Nucleoside analogue reverse transcriptase inhibitors (NRTI) are widely used in the antiretroviral treatment of HIV-infected individuals. A major limitation of their long-term use is their mitochondrial toxicity, which may affect liver,1 adipose tissue,2 skeletal muscle,3 and other organs. Animal models suggest that thymidine analogue NRTI also cause a mitochondrial cardiomyopathy4,5 although in clinical practice overt myocardial failure is only occasionally observed,6-8 NRTI may, however, cause more subtle cardiac abnormalities. Zidovudine for example has been associated with left ventricular hypertrophy in adults,9 and fetal and perinatal exposure is associated with reduced left ventricular mass, septal wall thickness and increased left ventricular afterload.10
The currently prevailing hypothesis for this form of myocardial damage is that triphosphorylated NRTI interfere with the metabolism of cardiac mitochondria by inhibiting polymerase gamma, the enzyme which replicates mitochondrial DNA (mtDNA).11 Zalcitabine for example, is a relatively potent NRTI inhibitor of polymerase gamma in clinically relevant concentrations, whereas zidovudine in contrast is only a relatively weak inhibitor.11 Recent investigations suggest that zidovudine may predominantly cause mtDNA depletion by a second mechanism, namely by interfering with thymidine kinase 2 (TK2), a mitochondrial enzyme which is the major thymidine kinase in nonreplicating tissues such as the heart.12,13 Through inhibition of TK2, zidovudine may limit the supply of thymidine phosphates as mtDNA building blocks, also resulting in mtDNA depletion.12,13 It has also been shown that zidovudine induces oxidative stress,11,14 an effect which may be secondary to respiratory chain failure and by itself also impairs mtDNA replication.15
Last but not least, severe mtDNA depletion and consequent respiratory chain failure can also induce myocardial pyrimidine depletion because a normal electron flux through the respiratory chain is essential for the activity of dihydroorotate dehydrogenase, an enzyme which is indispensable for pyrimidine de novo synthesis16 and critical for cell survival.

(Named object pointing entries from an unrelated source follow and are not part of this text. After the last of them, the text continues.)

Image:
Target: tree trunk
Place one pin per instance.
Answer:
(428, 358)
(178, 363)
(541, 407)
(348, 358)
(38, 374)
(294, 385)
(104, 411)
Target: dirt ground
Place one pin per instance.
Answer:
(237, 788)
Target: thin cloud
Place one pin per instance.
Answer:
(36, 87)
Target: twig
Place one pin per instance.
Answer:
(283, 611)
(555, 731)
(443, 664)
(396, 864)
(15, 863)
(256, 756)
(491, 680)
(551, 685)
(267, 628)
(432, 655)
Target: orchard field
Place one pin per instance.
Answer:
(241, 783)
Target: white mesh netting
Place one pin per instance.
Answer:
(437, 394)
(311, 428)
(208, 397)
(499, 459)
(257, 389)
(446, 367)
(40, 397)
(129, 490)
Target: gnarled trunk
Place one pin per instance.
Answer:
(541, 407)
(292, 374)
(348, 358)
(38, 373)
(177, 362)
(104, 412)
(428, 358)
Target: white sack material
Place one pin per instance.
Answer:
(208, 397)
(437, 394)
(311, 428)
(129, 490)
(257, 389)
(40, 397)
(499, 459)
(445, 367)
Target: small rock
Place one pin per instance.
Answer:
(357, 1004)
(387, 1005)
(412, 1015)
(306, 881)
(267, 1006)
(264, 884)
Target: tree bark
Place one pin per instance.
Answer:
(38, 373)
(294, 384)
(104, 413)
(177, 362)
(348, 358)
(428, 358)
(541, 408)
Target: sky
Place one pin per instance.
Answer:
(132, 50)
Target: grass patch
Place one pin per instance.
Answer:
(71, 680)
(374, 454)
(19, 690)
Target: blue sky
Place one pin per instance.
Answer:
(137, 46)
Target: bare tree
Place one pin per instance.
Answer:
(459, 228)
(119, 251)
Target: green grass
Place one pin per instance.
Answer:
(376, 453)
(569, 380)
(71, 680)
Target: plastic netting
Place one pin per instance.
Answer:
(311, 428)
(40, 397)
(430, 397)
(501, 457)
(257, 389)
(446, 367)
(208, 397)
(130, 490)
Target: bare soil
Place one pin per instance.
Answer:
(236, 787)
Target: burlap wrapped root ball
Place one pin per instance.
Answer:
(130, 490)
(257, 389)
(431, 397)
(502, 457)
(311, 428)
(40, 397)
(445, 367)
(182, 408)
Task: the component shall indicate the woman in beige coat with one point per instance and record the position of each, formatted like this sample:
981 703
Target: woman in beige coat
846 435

As it has been recently shown in vitro that pyrimidine loss sensitizes and contributes to the mitochondrial toxicity of thymidine analogues,17 we aimed to explore the role of pyrimidine depletion in the pathogenesis of the NRTI-induced mitochondrial cardiomyopathy and to study if uridine, a nucleoside which replenishes pyrimidines via the salvage pathway, may be therapeutically employed to antagonize the onset of zidovudine cardiomyopathy. As a source of exogenous uridine, we used Mitocnol, a dietary supplement with a high uridine bioavailability.18
Seven-week-old BALB/c mice (Janvier, France) were divided into 6 groups. Group A animals (n = 10) were kept without any treatment and served as controls. Group B mice (n = 10) received 340 mg/kg/d of Mitocnol (Pharma Nord, Vojens, Denmark) in the drinking water. Groups C and D (n = 10 each) received zidovudine (100 mg/kg/d; MP Biomedicals, Strasbourg, France) in the drinking water. Groups E and F (n = 9 each) received 13 mg/kg/d of zalcitabine (Sigma, Taufkirchen, Germany). The dosages of zidovudine and zalcitabine corresponded to human dosage adjusted for body area and the higher drug disposal rate in rodents and was calculated on the basis of a daily liquid consumption of 5 mL.19 Groups D and F were cotreated with 340 mg/kg/d of Mitocnol in the drinking water.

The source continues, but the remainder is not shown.